No doubt this was already posted.

Reminds me of a quote from David Lee Roth “_It's not whether you win_ or _lose_, _it's_ how good _you looked_ doing it!” 

https://www.corsair.com/us/en/Categ...NCE-RGB-PRO-Light-Enhancement-Kit/p/CMWLEKIT2


----------



## RCoon (Dec 11, 2018)

$40 for RAM that isn't RAM. What a time to be alive.


----------



## jboydgolfer (Dec 11, 2018)

"Light enhancement kit?"

WHen I was a teenager, I worked at a fast food restaurant, one of the tasks I had was taking this pole that had a flat & wide end, and pushing down the trash in the barrels of the lobby .  All too often people will just throw their trash in the opening, and walk away ,and it's messy.   So the device had a need, and it was useful plus it kept you from putting your hands on peoples trash. No one could ever think of a good name for it ,so I called it the "refuse storage enhancement facilitation unit".

I can only imagine corsair feels much stupider than I did calling that a light enhancement kit,


----------



## Vario (Dec 11, 2018)

Only when the market is peaked do people pursue spending on such trivial bullshit


----------



## tami626 (Dec 11, 2018)

RCoon said:


> $40 for RAM that isn't RAM. What a time to be alive.


My actual RAM cost that much 7 years ago.


----------



## cucker tarlson (Dec 11, 2018)

holy smokes this is $40 for literally nothing but a fancy light. 
Now I'd like to buy a dummy 1080Ti trio for fake sli and a monitor with a painted on screen for surround.


----------



## silentbogo (Dec 11, 2018)

tami626 said:


> My actual RAM cost that much 7 years ago.


Lol. I think that's what I paid for my 2x8 DDR4 a few years back (used).


----------



## Vario (Dec 11, 2018)

Its a lot of money but its worth it to impress all those fellow 16 year old gamers on the internets.


----------



## R-T-B (Dec 11, 2018)

Vario said:


> Only when the market is peaked do people pursue spending on such trivial bullshit



People always have.

It's called preferences and they've been around forever.  Some prefer aesthetics over performance.  Nothing wrong with that.

That said the price is stupid-level high.


----------



## Sasqui (Dec 11, 2018)

R-T-B said:


> That said the price is stupid-level high.



Price per GB = Divide by zero error


----------



## R0H1T (Dec 11, 2018)

cucker tarlson said:


> holy smokes this is $40 for literally nothing but a fancy light.
> Now I'd like to buy a dummy 1080Ti trio for fake sli and a monitor with a painted on screen for surround.

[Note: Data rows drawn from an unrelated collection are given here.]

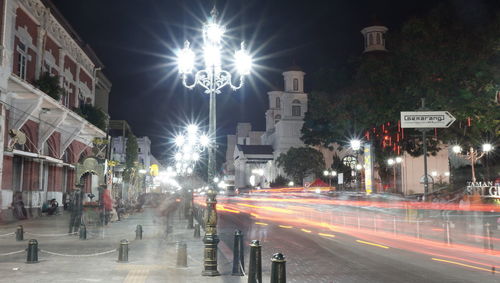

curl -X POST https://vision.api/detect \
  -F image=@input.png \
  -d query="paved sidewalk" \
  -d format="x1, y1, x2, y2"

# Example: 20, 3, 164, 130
0, 208, 250, 283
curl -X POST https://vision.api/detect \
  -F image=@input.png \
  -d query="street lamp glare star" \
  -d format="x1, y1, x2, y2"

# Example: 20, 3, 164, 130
481, 143, 493, 152
187, 124, 198, 135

What no fake surround sound, VR or better still haptic feedback


----------



## dorsetknob (Dec 11, 2018)

Ram Sticks for Plebs  vasectomy already Done


----------



## newtekie1 (Dec 11, 2018)

People want to act like these are overpriced, but lets face it, the people who are buying Vengence Pro RGB RAM are very likely to pay $40 for these.  Heck, they're already paying almost a $40 premium over standard RAM without RGB...


----------



## sneekypeet (Dec 11, 2018)

https://www.techpowerup.com/250474/...-light-enhancement-kit-are-dummy-ddr4-modules


----------